Once the foundation has been laid, Brauns uses chapters 3-5 to define and refine our understanding of forgiveness.  We first learn to define forgiveness by looking to what God has given to us.  This key principle is stated, “God expects believers to forgive others in the way that he forgave them.”  Then, God’s forgiveness of his people is defined as, “A commitment by the one true God to pardon graciously those who repent and believe so that they are reconciled to him, although this commitment does not eliminate all consequences.” (Pg. 51)  For people, this definition is then modified as, “A commitment by the offended to pardon graciously the repentant from moral liability and to be reconciled to that person, although not all consequences are necessarily eliminated.” (Pg. 55)  Brauns is careful to highlight the nuances of reconciliation and consequences throughout the book.  He does not make the mistake of forgetting that anything ever happened or expecting people to put themselves into dangerous or abusive situations.  He also does an excellent job of contrasting “therapeutic forgiveness” (The idea of unconditionally letting go of my feelings for the benefit of my peace of mind) with biblical forgiveness.

Often, when we are confronted with the truth about forgiveness, we struggle and strain in our hearts against our desires to hold on to our offenses.  In chapters 6-7, Brauns addresses the heart of the forgiver; what needs to be true of us to be more inclined to want to forgive.  The first four verses of Matthew 18 are emphasized and remind the reader, before his teaching on forgiveness and church discipline, Jesus taught on humility.  Brauns then argues from Matthew 18:5-14 that our hope of not causing anyone to stumble and our shared interest in the well-being of every soul (Every “sheep”) will create in us the desire for urgency toward resolution when there is conflict.

From chapter 8 on, common questions concerning forgiveness are answered.  Here is a list of most of the chapter titles (Which are all in the form of a question) with a short description:

  • Should I Just Get Over It? (Diagnostic questions to help decide if it’s best to “overlook an offense.” – Proverbs 19:11)
  • How Should I Go About It? (The methodology of biblical rebuke and the process of church discipline.)
  • What If I Won’t Forgive? (A biblical warning to “unforgiving servants.” – Matthew 18:21-35)
  • How Should I Respond to the Unrepentant? (How to interact – and leave room for the wrath of God – with those who will not repent.)
  • How Can I Conquer Bitterness? (Learning from the example of Asaph in Psalm 73.)
  • How Can I Stop Thinking About It? (Biblical help to move forward with our heart and minds guarded in Christ Jesus – Philippians 4:4-7)
  • What If Christians Cannot Agree? (A practical look at the conflict between Paul and Barnabas.)

The appendixes are also great resources.  In the appendixes, you will find additional commonly asked questions addressed, a collection of other Christian authors defending the biblical position of conditional forgiveness, and word studies from pertinent Hebrew and Greek words in Scripture.

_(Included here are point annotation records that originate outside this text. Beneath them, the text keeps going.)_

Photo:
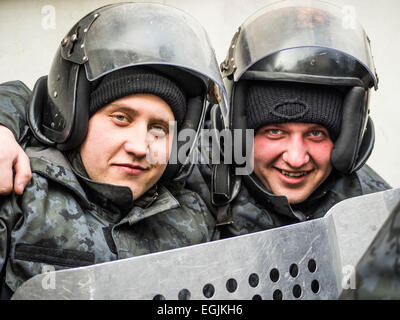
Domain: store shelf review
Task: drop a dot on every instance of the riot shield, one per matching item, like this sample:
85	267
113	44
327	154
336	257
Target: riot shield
308	260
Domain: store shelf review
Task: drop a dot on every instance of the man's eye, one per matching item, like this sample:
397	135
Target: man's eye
317	133
158	131
120	118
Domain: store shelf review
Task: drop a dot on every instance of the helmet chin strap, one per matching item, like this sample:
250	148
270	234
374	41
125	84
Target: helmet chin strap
353	147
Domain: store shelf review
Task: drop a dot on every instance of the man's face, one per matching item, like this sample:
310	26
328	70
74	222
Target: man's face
120	136
292	159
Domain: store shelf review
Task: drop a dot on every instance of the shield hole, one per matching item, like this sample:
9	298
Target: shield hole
315	286
277	295
254	280
312	265
208	290
184	294
296	291
274	275
294	270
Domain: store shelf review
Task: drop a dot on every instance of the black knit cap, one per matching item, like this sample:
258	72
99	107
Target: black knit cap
133	80
282	102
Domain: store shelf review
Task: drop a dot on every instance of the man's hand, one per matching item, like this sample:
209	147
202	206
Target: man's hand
12	156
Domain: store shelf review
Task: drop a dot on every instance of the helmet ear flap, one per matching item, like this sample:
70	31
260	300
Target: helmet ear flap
353	147
80	116
37	102
43	113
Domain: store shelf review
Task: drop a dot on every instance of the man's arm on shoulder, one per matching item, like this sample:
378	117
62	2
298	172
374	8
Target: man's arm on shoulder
370	181
14	98
10	213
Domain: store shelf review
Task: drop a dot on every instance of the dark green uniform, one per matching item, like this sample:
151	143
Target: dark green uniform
65	220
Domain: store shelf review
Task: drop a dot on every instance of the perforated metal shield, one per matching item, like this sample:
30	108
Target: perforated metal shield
309	260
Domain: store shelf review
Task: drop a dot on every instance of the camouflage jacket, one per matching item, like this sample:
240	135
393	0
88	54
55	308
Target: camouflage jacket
251	212
57	222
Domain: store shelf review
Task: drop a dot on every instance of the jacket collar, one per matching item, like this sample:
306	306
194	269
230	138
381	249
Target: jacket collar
335	184
118	200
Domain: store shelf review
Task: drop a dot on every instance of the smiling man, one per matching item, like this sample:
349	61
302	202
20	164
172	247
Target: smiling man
295	129
103	123
300	80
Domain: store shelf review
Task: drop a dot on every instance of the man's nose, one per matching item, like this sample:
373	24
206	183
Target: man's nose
137	142
296	153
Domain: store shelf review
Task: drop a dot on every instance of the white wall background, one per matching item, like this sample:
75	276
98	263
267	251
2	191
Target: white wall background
31	30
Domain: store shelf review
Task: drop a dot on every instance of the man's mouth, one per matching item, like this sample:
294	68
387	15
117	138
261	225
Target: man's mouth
294	174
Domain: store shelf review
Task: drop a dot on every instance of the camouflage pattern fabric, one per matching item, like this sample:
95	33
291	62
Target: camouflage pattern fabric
378	272
14	96
55	224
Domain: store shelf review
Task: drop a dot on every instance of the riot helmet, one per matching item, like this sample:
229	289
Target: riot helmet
306	43
152	40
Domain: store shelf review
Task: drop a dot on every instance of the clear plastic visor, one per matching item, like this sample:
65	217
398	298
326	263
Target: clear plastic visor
132	34
305	37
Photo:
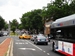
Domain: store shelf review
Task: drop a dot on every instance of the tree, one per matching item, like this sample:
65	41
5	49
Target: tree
2	23
14	25
6	26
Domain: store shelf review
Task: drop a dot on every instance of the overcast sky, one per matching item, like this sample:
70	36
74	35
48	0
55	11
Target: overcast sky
13	9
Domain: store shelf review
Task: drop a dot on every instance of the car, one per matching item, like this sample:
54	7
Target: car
32	38
24	36
41	39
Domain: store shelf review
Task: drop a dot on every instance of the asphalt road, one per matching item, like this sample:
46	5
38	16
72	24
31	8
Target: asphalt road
22	47
2	38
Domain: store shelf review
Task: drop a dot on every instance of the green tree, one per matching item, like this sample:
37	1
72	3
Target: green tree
14	25
6	26
2	23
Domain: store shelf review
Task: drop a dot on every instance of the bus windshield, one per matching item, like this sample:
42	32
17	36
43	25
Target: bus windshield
64	33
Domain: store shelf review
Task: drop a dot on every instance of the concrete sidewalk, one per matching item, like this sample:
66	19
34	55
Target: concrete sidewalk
4	46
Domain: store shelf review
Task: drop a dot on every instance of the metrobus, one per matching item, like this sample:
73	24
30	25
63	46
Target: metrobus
62	32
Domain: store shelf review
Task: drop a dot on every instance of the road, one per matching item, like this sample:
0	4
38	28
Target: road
22	47
2	38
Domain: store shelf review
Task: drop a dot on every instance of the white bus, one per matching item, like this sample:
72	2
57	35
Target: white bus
63	35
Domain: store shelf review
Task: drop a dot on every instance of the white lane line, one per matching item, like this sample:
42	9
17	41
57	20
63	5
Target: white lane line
20	43
44	51
48	54
34	45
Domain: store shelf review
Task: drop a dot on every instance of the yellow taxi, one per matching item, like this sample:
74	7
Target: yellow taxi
24	36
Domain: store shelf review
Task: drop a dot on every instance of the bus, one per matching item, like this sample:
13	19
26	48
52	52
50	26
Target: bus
62	32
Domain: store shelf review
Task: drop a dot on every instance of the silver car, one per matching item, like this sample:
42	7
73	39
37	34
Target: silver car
41	39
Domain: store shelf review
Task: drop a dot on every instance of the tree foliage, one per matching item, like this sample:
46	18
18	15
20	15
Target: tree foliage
35	19
14	25
2	23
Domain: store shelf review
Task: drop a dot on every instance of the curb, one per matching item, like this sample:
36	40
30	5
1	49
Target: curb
10	49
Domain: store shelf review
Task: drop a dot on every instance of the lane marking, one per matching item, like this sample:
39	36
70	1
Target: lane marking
27	49
20	43
34	45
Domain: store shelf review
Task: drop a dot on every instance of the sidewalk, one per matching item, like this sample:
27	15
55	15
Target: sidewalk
4	46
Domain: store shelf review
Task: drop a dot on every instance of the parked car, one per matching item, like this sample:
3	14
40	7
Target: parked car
41	39
24	36
32	38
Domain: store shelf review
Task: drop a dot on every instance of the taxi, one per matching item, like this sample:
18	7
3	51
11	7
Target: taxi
25	36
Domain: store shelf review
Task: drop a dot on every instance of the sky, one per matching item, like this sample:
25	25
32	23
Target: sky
14	9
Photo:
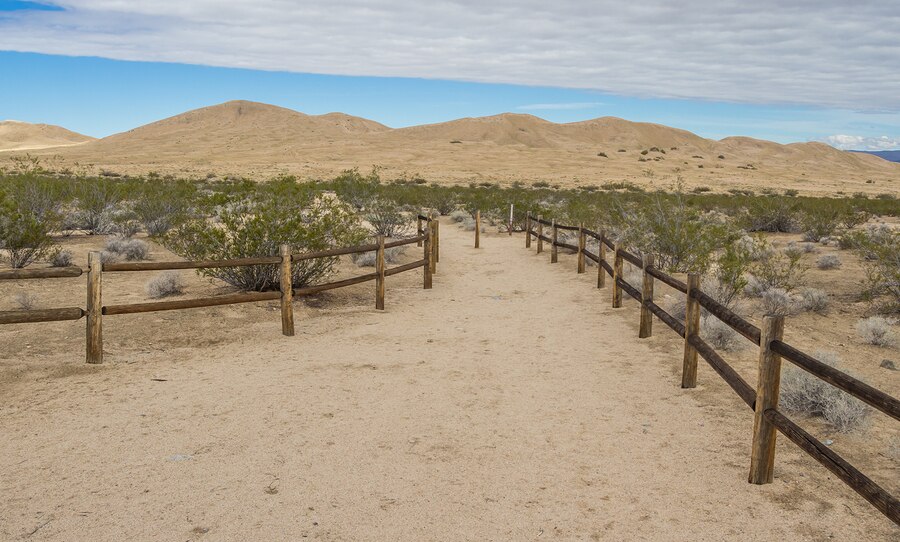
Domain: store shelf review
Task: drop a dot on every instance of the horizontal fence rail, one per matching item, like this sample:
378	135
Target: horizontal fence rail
428	236
764	399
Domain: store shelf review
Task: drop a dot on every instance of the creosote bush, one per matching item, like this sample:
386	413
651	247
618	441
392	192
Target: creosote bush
803	393
166	284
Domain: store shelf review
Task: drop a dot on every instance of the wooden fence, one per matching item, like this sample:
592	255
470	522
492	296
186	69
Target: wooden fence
772	349
94	312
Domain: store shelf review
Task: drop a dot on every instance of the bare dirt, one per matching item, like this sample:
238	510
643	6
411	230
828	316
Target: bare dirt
508	403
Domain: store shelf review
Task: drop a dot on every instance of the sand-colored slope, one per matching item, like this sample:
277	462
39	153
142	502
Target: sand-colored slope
261	140
508	403
23	136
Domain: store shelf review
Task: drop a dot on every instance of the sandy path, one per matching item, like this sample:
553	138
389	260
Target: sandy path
508	403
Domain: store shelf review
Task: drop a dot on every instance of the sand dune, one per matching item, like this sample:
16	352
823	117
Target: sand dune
259	140
21	136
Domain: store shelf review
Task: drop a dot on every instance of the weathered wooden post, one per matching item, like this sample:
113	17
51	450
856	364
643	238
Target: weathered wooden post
646	297
540	234
426	279
691	328
762	457
437	242
617	274
94	339
601	253
379	278
528	230
553	252
477	229
581	244
419	230
287	292
433	257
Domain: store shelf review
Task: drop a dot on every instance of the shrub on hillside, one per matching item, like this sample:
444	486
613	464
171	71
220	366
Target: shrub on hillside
292	214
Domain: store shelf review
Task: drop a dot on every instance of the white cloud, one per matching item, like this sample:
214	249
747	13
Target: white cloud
830	53
560	106
861	143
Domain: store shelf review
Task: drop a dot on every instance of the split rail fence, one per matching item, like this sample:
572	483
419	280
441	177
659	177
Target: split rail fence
772	349
94	312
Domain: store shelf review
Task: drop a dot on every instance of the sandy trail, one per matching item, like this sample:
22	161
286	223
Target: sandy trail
508	403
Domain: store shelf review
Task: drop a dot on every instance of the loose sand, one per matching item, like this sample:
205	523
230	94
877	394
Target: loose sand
508	403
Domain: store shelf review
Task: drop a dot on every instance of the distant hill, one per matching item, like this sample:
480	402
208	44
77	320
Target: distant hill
890	156
261	141
23	136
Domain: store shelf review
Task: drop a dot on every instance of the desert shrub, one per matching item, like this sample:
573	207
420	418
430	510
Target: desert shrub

Primary Area of Usefulness

This book does an exceptional job of defining and giving counsel to the reader concerning biblical forgiveness and reconciliation.  It covers the technical aspects.  It aims for the heart motives and thinking of the reader.  And it is very biblical in its content and approach.  I appreciated very much Chris Braun’s approach to utilizing the Scripture as the foundation of the content he presented.  Many good books have biblical support (Often listed in parentheses after statements are made).  This book truly teaches from the Scriptures.  I highly recommend it.

Example Uses of the Resource

Every biblical counselor, pastor, or any other Christian who ever interacts with other human beings would benefit from reading this book!  Having a good understanding of its content would sharpen preaching, teaching, counseling, and regular personal interaction with others.  It certainly could be used in counseling settings (With great homework ideas in the “Discussion Questions”). This book could also be utilized as assigned reading in personal discipleship or the classroom, or as a Bible study resource for men’s and women’s groups.